Employers need to provide their employees with meaningful PPE. Amongst the wave of resignations, workers have an increasing desire to feel supported, seen and cared for by their managers. Catering to the wellbeing of employees demonstrates the care and compassion, many employees debate as they contemplate their desire to work.
One of the most common reasons for complaint in workplaces around the country are ailments that stem from incorrect or uncomfortable footwear. When workers are not provided the right type of shoe for the hazards present in their workplace, they can suffer common foot problems like blisters, plantar fasciitis and even arch issues that can result in long term leg or back pain.
Staying Light on Your Feet
One program that has proven effectiveness in increasing workplace wellness and safety, is an insole program. Seemly simplistic, this proactive approach to health and wellness can revolutionize a job-site, or workplace, from the ground up.
Industrial workers are accustomed to physically feeling the burden of the job. These workers are on their feet all day, working long hours, standing on hard and uneven surfaces, facing strenuous and potentially debilitating musculoskeletal disorders and injuries. Implementing an insole program, offering clinically designed dual layer memory foam insoles, can give workers the necessary support that can prevent injuries, aches, pains and unnecessary workers compensation claims.
Offering employees supportive, comfortable and effective foot protection demonstrates a company’s focused desire to improve their experience within the workplace. Not only do anti-fatigue, dual layer memory foam insoles provide shock absorption and comfort, but it is PPE that acknowledges the stress and strain of the work employees face and speaks volumes about the values of the employer.
Allow for Choices
Employees are different and so are their preferences. When putting together a plan to protect workers’ feet and their overall comfort during their time at work, you will need to offer choices. Giving employees the ability to choose what works best for them, while also ensuring the types of hazards they will encounter are addressed, gives the employee ownership over their own safety and health.
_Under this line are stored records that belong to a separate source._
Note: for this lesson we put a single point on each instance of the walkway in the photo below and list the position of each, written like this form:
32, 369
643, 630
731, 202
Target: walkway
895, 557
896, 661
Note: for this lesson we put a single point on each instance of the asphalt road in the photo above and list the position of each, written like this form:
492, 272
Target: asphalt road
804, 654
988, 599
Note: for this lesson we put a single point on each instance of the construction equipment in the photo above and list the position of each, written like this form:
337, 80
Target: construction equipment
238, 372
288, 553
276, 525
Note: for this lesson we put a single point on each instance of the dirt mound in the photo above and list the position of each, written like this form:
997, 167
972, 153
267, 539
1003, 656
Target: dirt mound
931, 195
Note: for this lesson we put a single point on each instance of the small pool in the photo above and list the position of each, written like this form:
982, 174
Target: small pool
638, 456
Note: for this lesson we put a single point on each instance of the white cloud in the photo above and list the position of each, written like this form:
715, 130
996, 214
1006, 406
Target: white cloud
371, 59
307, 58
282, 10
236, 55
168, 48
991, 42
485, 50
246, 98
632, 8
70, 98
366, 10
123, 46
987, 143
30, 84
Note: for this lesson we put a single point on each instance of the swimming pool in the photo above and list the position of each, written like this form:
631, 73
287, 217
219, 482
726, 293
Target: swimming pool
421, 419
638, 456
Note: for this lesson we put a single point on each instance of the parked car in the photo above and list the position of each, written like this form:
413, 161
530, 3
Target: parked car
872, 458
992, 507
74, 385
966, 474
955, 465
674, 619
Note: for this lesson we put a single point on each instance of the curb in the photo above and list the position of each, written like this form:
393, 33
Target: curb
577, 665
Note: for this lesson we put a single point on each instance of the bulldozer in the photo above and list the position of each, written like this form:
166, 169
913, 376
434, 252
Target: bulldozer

While some employees will choose the original option, others may need additional protection for common foot problems like bunions, diabetic neuropathy or other underlying conditions. Be aware of these items and allow workers the ability to choose a layered protection approach that works for them.
Leading with care and compassion is critical to successfully retaining employees. Management, HR and business leaders have a great responsibility to prevent those contemplating leaving their jobs, from actually doing so. Not only is it the only way to slow the Great Resignation, but it is a moral obligation to address the needs of a tired, over worked and stressed workforce. This is a time of great opportunity to strengthen workplace culture and change the course of a workplace to create a more meaningful experience for everyone.